In a letter to the chancellor of the exchequer, submitted ahead of next month’s Budget four leading trade associations have banded together to express concern that the government lacks a clear plan to continue attracting clean energy investment into the UK.
The UK has seen a boom in renewable energy investment over the past decade which has helped it to become the world’s leading generator of offshore wind power.
A combination of rising costs and unfavourable exchange rates threaten to completely erode generation companies’ margins, according to the letter, which was signed by the chief executives of EnergyUK, the Nuclear Industries Association, RenewableUK and Scottish Renewables.

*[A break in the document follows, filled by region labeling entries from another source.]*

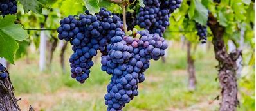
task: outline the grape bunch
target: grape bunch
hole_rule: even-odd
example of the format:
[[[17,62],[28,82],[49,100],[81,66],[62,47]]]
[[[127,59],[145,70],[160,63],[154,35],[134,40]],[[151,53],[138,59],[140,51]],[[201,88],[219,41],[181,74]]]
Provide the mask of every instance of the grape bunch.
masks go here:
[[[7,73],[5,70],[5,68],[0,64],[0,80],[6,78],[8,77]]]
[[[145,79],[149,60],[158,60],[167,48],[163,37],[147,30],[133,29],[125,36],[121,18],[104,8],[94,15],[87,10],[78,17],[69,15],[60,24],[59,38],[73,45],[72,78],[84,83],[93,66],[92,58],[100,51],[101,69],[112,75],[104,97],[108,111],[122,110],[138,94],[138,84]]]
[[[58,37],[70,41],[73,54],[69,58],[71,77],[80,83],[89,78],[93,57],[100,50],[104,54],[106,46],[116,30],[122,30],[120,18],[101,8],[95,15],[86,11],[78,17],[69,15],[60,22]],[[105,52],[106,53],[106,52]]]
[[[0,12],[3,17],[6,15],[14,15],[17,13],[17,6],[15,0],[0,1]]]
[[[161,36],[170,25],[170,13],[179,8],[181,0],[145,0],[145,7],[140,7],[137,15],[137,24],[148,29],[151,34]]]
[[[207,41],[207,27],[196,22],[196,28],[197,30],[196,34],[199,36],[199,41],[205,43]]]
[[[113,13],[114,15],[116,15],[121,18],[121,21],[123,21],[123,16],[122,13]],[[126,21],[128,30],[132,30],[134,26],[136,25],[136,18],[135,12],[126,12]]]
[[[108,111],[122,110],[138,94],[138,84],[145,79],[143,73],[149,67],[149,60],[159,59],[167,48],[158,34],[150,34],[147,30],[129,32],[131,36],[117,33],[108,45],[108,54],[102,56],[102,70],[112,75],[105,95]]]
[[[156,18],[160,11],[160,3],[158,0],[145,0],[144,8],[140,7],[137,14],[137,24],[140,27],[149,29],[156,22]]]

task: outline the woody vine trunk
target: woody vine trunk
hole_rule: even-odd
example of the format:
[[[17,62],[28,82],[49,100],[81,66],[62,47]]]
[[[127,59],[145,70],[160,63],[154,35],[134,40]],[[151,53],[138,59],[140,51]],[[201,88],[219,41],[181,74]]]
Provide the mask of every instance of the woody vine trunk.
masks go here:
[[[228,54],[223,40],[225,28],[221,26],[212,13],[209,15],[208,24],[212,32],[215,56],[219,62],[218,79],[221,88],[220,111],[235,111],[239,105],[236,78],[236,60],[241,51]]]
[[[9,73],[6,69],[3,71],[8,74],[8,77],[0,80],[0,110],[21,110],[17,103],[19,100],[14,96],[14,89],[10,79]]]

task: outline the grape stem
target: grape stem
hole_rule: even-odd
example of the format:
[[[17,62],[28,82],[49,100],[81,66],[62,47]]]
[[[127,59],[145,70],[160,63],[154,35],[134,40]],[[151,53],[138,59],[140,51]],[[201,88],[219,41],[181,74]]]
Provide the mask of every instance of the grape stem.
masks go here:
[[[126,9],[125,6],[122,6],[123,10],[123,29],[125,34],[127,34],[127,26],[126,26]]]
[[[118,4],[119,6],[121,6],[121,4],[123,3],[123,1],[122,0],[106,0],[106,1]]]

In addition, initiatives such as the passage of the US government’s Inflation Reduction Act (IRA) and the European Union’s REPowerEU package offer an “attractive proposition” for clean energy investors. The IRA includes $216 billion worth of tax credits for investment in clean energy and transport projects.
By contrast, the letter says, the UK is introducing the new Electricity Generators Levy (EGL) on low carbon power generation profits without the allowances for capital investment in its windfall tax on fossil fuel producers.
“The UK can no longer take its competitive advantage as a mature market for granted.
“If the UK is to stay ahead in the global race for clean energy, it needs to adopt bold measures to retain and boost private investment in the energy transition.
“With global competition to attract investment in clean energy increasing, it is the US which has set the bar with the IRA and the EU is following suit with similar reforms. It is therefore imperative that the Spring Budget is used to secure the UK’s position as a leader in this race by introducing an ambitious package of capital allowances.
“Any delay or shortfall in ambition will mean that our climate targets, and the economic opportunities they offer, will be increasingly hard to realise. Time is against us and we cannot afford to get this wrong.”
As a starting point, the letter calls to include an investment allowance in the EGL to level the playing field between low-carbon and fossil fuel generation.
“Offering a more competitive capital allowance regime than is currently available for clean energy infrastructure is the only way to preserve our international competitiveness,” it says, adding that these changes will ensure the investment case for low-carbon energy projects remains “strong enough” to meet the UK’s ambitious net-zero emissions and energy security targets.
Emma Pinchbeck, chief executive of Energy UK, said: “The investment climate for UK low carbon generation has worsened over recent months. Increased costs and renewed international competition risk squandering the UK’s lead as a clean technology pioneer. Government must – at the very least – reform the capital allowances regime to keep investment and industry here in the UK; we need this low carbon infrastructure to power our economy cheaply and get bills down in the long run”.